Tamara Preston's writing style
I've only listened to the audiobook and plan to read the physical book this week, so my opinion may change over time, but...
Was anyone else bothered by Tammy's writing style? I've never read an FBI dossier, but would they be written this way, with so much opinion interspersed with facts? Why does she keep qualifying her judgements about supernatural events that she and Cole witnessed simultaneously? Why does she recap the 1989 Phillip Jeffries meeting that Cole attended?
I’m not sure if it’s in the audiobook or not, but the very first page of the book that starts out as an interoffice memorandum, she references why she tells this story as a narrative as opposed to the previous dossier.
Also in the same memo she states that she’s adding her conclusions which were requested by Gordon.
Yes, that bit's in the audiobook.
Like I wrote, my opinion may change once I read it, but it seems to me that TP isn't a very reliable Archivist.

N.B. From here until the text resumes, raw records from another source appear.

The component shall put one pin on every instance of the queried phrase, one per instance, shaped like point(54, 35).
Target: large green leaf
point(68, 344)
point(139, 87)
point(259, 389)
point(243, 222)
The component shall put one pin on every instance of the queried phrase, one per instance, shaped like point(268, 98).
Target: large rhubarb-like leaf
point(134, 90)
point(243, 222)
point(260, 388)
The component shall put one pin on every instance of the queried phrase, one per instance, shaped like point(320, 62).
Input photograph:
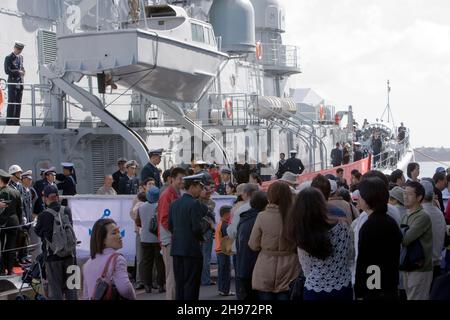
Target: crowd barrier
point(362, 166)
point(87, 209)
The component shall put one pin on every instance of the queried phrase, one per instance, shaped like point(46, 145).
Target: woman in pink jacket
point(105, 241)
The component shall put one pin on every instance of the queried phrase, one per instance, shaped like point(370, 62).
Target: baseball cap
point(49, 190)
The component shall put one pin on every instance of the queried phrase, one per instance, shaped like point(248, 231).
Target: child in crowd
point(223, 256)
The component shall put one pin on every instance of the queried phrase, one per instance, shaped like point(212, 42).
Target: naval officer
point(16, 73)
point(130, 183)
point(293, 164)
point(10, 216)
point(67, 181)
point(150, 170)
point(226, 180)
point(119, 174)
point(187, 226)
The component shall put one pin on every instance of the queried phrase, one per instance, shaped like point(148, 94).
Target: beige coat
point(277, 263)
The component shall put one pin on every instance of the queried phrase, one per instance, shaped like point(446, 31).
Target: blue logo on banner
point(107, 214)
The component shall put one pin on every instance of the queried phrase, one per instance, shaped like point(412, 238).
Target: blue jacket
point(187, 226)
point(150, 171)
point(245, 257)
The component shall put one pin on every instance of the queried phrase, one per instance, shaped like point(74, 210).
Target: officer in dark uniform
point(130, 183)
point(10, 216)
point(68, 181)
point(226, 179)
point(150, 170)
point(358, 154)
point(39, 187)
point(49, 179)
point(16, 72)
point(121, 173)
point(187, 226)
point(293, 164)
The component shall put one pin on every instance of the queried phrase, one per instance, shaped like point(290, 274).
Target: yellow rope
point(429, 157)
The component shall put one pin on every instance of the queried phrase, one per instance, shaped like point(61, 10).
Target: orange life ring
point(322, 112)
point(2, 99)
point(229, 107)
point(259, 51)
point(337, 119)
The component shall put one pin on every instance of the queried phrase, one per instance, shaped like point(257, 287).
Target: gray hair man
point(107, 188)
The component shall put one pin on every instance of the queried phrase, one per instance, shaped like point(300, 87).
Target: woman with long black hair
point(378, 246)
point(325, 247)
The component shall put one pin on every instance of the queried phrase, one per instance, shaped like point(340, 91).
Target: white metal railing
point(35, 109)
point(278, 55)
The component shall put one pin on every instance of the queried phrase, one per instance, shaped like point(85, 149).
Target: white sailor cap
point(155, 152)
point(50, 170)
point(226, 170)
point(27, 174)
point(67, 165)
point(14, 169)
point(122, 160)
point(131, 163)
point(4, 174)
point(19, 45)
point(200, 178)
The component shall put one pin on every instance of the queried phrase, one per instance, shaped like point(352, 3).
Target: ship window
point(212, 37)
point(198, 34)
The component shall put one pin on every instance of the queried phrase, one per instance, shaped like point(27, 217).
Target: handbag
point(412, 257)
point(105, 288)
point(153, 227)
point(296, 288)
point(226, 246)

And the book might have improved (or at least been a bit longer) if every entry included a "just the facts" version, including how Tammy ascertained the information, followed by her commentary, questions and analysis.
I gotta be honest, I don't care much for Frost's writing or narrative voice in general, at least not in the form of a 'novel.' The voice of TP in the Dossier doesn't seem to really match the character as portrayed in season 3.
But no matter, it's the content that I'm more interested in than the style. And there's quite a bit of content in a relatively short book. More than I expected. Even Bad Coop and Jeffries stuff which I need to reread.
I'm still having trouble reconciling the Tammy of the Frost books with the Tammy we saw on-screen. The reticent, off-kilter, unfazed-by-the-paranormal Tammy seems more like yet another eccentric of the type that seem to populate the Twin Peaks universe's version of the FBI. The Tammy of the books seems a little more traditional and skeptical, while more inclined to expand on her thoughts at length. She also addresses Cole as "Chief," something I don't think she ever did on the show. I suppose we can assume that she tends to take a back seat when working directly with Cole and Albert because she knows they're more experienced and probably know things she doesn't, but that she feels a little more free to expound and speculate when using the written word. But it's certainly not the style one would expect based on Season 3 alone.
There are also some chronology quirks in terms of how Secret History fits into the series' timeline which, as far as I can tell, are not resolved in The Final Dossier. If she reviewed the first dossier (from TSHOTP) before the events of Season 3, then how can she not know who Jeffries is in episode 4? And if she reviewed it after Season 3, she's failing to draw connections that should be patently obvious after what she just experienced.
I'm mostly bothered by the disconnect from her character on the show, but I agree that it's not very "professional" sounding at times. But then again, this ain't the regular FBI we're talking about, and Director Cole can be pretty nutty when it comes to it. This is the Blue Rose Task Force after all! It seems more like an independant and mostly clandestine sub-group of the FBI that delves into all the weird, supernatural stuff that no one else would even take seriously.
It's probably why their "offices" in most of S3 were in a hotel, right?
BTW: I really loved that moment when Diane says "Let's rock!" with that weird vortex wind underneath.
I agree, the switch between professional documenting and personal asides kind of throws me. Probably my main criticism of the book. If Tammy had been more outspoken in the series then it might fit better, like, I can see Albert writing that way. But Tammy seems more reserved and straight laced.
I just read through the Dale Cooper "my life my tapes" book and I thought that handled the character tone much better in terms of combining professionalism and playfulness while maintaining character.